Las calles que recorría comenzaron a inclinarse y estrecharse, eran más oscuras y tortuosas que las que atravesara antes. Durante un rato pensó que se había equivocado de camino, e iba a pedir a los transeúntes que le indicasen la dirección cuando cuatro sacerdotes de Mordiggian, llevando uno de aquellos curiosos ataúdes de hueso y cuero que parecían literas, salieron justo delante de él por una antigua calleja.

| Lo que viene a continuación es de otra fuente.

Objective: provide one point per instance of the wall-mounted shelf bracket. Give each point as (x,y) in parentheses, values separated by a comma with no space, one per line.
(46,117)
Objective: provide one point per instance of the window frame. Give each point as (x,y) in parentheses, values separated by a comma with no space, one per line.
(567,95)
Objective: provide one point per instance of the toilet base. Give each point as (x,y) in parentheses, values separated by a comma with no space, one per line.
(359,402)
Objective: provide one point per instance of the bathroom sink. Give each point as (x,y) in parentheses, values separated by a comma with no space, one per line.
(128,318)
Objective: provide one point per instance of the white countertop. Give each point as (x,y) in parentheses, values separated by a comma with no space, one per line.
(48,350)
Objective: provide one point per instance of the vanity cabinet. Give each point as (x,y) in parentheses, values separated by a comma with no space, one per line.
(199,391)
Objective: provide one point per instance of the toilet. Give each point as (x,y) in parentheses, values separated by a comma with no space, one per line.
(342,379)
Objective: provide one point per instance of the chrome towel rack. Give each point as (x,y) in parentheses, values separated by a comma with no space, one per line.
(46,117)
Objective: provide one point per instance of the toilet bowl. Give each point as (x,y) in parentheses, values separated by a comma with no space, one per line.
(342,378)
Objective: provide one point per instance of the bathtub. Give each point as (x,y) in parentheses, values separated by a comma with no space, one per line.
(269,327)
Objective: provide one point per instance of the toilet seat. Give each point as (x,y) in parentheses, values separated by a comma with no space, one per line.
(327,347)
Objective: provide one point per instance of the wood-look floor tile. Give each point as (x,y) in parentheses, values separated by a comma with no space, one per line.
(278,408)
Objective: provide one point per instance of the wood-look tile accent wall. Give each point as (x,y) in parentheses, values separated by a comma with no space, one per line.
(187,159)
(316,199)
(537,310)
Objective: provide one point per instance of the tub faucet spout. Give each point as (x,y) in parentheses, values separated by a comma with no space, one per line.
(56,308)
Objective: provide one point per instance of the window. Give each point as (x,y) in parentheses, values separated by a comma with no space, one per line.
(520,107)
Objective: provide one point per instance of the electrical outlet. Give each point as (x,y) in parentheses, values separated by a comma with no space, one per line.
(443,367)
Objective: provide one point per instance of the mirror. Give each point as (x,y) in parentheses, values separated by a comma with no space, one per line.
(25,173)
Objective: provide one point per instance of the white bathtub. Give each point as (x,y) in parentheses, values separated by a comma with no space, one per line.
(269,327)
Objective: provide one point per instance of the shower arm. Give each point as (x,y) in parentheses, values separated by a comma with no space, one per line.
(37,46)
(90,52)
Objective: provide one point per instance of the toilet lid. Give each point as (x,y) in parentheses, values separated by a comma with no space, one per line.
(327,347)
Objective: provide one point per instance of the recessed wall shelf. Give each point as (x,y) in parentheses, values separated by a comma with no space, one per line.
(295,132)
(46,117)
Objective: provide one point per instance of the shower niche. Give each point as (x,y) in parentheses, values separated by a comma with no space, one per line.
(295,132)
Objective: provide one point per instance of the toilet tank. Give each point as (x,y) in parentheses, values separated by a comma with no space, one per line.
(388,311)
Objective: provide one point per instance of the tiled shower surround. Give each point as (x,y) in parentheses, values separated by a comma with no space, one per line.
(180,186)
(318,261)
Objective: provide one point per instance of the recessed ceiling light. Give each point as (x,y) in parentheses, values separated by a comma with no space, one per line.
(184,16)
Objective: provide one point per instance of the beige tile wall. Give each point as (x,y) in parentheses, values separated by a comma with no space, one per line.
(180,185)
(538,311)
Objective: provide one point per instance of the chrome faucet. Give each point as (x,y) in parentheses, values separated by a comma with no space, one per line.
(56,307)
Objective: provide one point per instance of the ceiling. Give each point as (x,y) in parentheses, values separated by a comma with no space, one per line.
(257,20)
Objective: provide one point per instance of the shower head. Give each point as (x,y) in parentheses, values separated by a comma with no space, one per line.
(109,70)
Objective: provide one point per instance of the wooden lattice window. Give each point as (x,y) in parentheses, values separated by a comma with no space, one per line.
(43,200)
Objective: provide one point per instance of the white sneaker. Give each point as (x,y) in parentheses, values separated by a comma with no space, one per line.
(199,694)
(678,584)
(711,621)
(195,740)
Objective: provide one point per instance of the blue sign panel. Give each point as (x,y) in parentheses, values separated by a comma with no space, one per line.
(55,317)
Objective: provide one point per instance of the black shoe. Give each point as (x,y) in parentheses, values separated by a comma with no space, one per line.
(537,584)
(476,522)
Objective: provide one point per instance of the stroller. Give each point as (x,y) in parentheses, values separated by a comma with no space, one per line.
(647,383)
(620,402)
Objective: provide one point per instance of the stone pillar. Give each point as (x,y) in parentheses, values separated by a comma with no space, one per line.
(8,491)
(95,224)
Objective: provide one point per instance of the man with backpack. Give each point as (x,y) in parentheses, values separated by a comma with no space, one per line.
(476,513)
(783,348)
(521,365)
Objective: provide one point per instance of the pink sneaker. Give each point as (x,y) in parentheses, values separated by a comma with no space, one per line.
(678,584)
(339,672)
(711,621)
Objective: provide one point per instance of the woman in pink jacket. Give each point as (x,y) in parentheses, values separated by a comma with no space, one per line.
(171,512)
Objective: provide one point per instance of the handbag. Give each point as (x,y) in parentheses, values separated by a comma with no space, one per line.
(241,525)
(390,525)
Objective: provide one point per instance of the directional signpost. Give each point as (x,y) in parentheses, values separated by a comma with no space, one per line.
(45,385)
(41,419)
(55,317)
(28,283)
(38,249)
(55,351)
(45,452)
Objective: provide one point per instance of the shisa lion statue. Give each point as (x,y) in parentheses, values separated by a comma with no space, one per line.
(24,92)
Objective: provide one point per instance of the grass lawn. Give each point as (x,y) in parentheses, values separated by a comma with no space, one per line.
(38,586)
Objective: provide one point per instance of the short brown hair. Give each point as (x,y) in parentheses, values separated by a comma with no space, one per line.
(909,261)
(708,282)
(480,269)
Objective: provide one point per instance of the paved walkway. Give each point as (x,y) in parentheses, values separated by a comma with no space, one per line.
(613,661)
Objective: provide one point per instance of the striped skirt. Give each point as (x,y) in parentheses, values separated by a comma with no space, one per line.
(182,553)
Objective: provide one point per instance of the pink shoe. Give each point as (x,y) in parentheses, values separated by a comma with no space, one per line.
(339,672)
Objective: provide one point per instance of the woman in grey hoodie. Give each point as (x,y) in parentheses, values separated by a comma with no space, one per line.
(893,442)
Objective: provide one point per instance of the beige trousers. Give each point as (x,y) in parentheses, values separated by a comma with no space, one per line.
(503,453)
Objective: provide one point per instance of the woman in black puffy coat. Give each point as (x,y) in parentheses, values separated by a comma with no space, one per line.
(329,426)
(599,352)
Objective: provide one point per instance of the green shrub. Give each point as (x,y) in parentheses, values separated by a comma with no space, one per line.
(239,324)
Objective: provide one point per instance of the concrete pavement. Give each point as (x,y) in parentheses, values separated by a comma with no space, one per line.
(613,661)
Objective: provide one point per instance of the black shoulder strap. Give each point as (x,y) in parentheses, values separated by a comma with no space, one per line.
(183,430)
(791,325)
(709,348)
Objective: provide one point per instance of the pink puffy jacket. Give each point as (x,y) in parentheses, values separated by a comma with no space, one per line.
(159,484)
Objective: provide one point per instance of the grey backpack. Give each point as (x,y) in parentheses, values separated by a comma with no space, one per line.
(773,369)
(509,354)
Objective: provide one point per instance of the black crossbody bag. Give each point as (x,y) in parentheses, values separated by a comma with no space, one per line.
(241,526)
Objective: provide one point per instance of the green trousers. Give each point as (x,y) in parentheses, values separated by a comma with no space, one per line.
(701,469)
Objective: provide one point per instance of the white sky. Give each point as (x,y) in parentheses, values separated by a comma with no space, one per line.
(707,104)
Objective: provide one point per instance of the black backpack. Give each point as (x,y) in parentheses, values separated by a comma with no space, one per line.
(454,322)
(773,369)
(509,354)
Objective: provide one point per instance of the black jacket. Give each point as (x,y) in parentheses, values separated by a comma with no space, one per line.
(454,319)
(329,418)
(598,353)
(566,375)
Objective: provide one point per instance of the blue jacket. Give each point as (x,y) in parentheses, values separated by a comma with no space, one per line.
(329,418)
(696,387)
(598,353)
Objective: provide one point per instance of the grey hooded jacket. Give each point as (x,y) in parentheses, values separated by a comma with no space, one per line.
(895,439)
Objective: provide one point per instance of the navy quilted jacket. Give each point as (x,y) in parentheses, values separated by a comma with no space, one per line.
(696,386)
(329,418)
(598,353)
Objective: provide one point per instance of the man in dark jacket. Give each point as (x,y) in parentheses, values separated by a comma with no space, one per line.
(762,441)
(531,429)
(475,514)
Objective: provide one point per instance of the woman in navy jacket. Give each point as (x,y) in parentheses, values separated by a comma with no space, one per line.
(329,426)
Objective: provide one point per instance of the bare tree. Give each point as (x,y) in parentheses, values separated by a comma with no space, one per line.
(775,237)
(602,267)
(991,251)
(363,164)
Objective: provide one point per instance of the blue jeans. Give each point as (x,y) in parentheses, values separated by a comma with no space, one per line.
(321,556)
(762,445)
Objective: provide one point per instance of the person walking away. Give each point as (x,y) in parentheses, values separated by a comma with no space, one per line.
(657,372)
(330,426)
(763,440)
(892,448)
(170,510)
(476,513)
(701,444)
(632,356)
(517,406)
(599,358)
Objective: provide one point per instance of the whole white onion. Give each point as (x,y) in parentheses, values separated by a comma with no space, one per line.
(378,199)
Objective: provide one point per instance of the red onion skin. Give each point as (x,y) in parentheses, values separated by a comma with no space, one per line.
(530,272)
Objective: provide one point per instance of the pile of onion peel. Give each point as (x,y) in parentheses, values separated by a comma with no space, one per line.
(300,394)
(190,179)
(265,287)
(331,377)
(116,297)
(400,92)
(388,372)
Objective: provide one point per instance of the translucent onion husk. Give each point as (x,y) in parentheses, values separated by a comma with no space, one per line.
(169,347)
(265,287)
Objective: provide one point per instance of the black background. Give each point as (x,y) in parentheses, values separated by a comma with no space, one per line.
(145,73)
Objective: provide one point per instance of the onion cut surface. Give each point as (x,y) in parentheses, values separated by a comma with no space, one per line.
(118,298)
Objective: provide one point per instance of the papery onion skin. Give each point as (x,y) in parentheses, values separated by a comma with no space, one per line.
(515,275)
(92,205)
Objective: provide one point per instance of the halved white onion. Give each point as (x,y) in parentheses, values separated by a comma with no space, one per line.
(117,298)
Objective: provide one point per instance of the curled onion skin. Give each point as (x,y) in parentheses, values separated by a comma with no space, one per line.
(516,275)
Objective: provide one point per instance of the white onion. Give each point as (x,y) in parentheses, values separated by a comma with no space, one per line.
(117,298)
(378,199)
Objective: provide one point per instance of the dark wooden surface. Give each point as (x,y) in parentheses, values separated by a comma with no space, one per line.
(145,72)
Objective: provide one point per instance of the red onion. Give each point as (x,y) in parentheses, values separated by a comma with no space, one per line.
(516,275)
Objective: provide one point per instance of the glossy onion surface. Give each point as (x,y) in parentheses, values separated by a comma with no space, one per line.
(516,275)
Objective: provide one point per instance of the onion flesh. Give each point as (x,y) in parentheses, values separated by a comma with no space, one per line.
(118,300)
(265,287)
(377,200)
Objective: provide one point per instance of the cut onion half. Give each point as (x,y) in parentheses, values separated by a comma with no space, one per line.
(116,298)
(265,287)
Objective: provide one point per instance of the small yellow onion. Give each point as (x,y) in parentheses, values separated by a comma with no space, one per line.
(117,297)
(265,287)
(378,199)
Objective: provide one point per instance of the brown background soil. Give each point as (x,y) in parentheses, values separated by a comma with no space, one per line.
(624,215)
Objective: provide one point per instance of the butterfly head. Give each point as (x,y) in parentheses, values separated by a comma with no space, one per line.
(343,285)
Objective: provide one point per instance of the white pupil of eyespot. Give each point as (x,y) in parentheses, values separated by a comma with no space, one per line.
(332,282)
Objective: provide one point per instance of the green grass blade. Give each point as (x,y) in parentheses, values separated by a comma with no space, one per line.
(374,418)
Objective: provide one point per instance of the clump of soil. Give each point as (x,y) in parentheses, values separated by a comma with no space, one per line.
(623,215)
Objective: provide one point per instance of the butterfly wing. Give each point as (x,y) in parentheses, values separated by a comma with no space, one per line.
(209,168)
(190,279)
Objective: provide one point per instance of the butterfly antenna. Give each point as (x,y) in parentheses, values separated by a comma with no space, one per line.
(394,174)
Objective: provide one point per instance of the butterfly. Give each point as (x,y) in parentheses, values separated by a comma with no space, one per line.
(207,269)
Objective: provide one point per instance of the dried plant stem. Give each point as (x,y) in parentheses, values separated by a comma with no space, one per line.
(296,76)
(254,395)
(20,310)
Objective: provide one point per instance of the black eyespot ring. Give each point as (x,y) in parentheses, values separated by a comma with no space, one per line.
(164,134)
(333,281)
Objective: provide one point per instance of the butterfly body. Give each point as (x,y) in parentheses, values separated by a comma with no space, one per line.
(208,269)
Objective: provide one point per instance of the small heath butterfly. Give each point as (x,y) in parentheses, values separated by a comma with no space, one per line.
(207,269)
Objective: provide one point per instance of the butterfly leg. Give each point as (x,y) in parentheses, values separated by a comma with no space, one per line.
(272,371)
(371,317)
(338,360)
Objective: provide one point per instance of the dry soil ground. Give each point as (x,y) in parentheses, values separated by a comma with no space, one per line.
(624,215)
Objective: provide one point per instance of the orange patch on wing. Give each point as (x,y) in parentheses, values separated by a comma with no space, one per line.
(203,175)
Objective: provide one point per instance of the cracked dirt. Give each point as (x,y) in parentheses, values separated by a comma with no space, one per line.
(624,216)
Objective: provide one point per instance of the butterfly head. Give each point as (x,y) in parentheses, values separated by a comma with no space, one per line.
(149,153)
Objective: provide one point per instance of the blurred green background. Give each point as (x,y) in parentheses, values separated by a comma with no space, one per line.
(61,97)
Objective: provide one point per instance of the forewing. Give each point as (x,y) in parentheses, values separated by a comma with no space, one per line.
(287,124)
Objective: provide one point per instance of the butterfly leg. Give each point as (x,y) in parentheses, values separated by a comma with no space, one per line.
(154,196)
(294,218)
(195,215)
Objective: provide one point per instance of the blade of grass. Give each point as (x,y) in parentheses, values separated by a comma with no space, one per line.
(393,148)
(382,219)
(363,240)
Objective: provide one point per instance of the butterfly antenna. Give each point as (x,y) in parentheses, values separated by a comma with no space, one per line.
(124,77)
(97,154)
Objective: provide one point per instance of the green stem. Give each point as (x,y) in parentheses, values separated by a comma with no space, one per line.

El ataúd estaba ocupado por el cuerpo de una muchacha; durante un momento de agitación y temblor convulsivo que le dejó temblando, Phariom pensó que la muchacha era Elaith. Al volver a mirar comprendió su error. La túnica de la muchacha, aunque sencilla, estaba hecha con algún extraño tejido exótico. Sus facciones, aunque tan pálidas como las de Elaith, estaban coronadas por rizos como pétalos de pesadas amapolas negras. Su belleza, caliente y voluptuosa incluso en la muerte, se diferenciaba de la rubia pureza de Elaith como las azucenas tropicales se diferencian de los narcisos.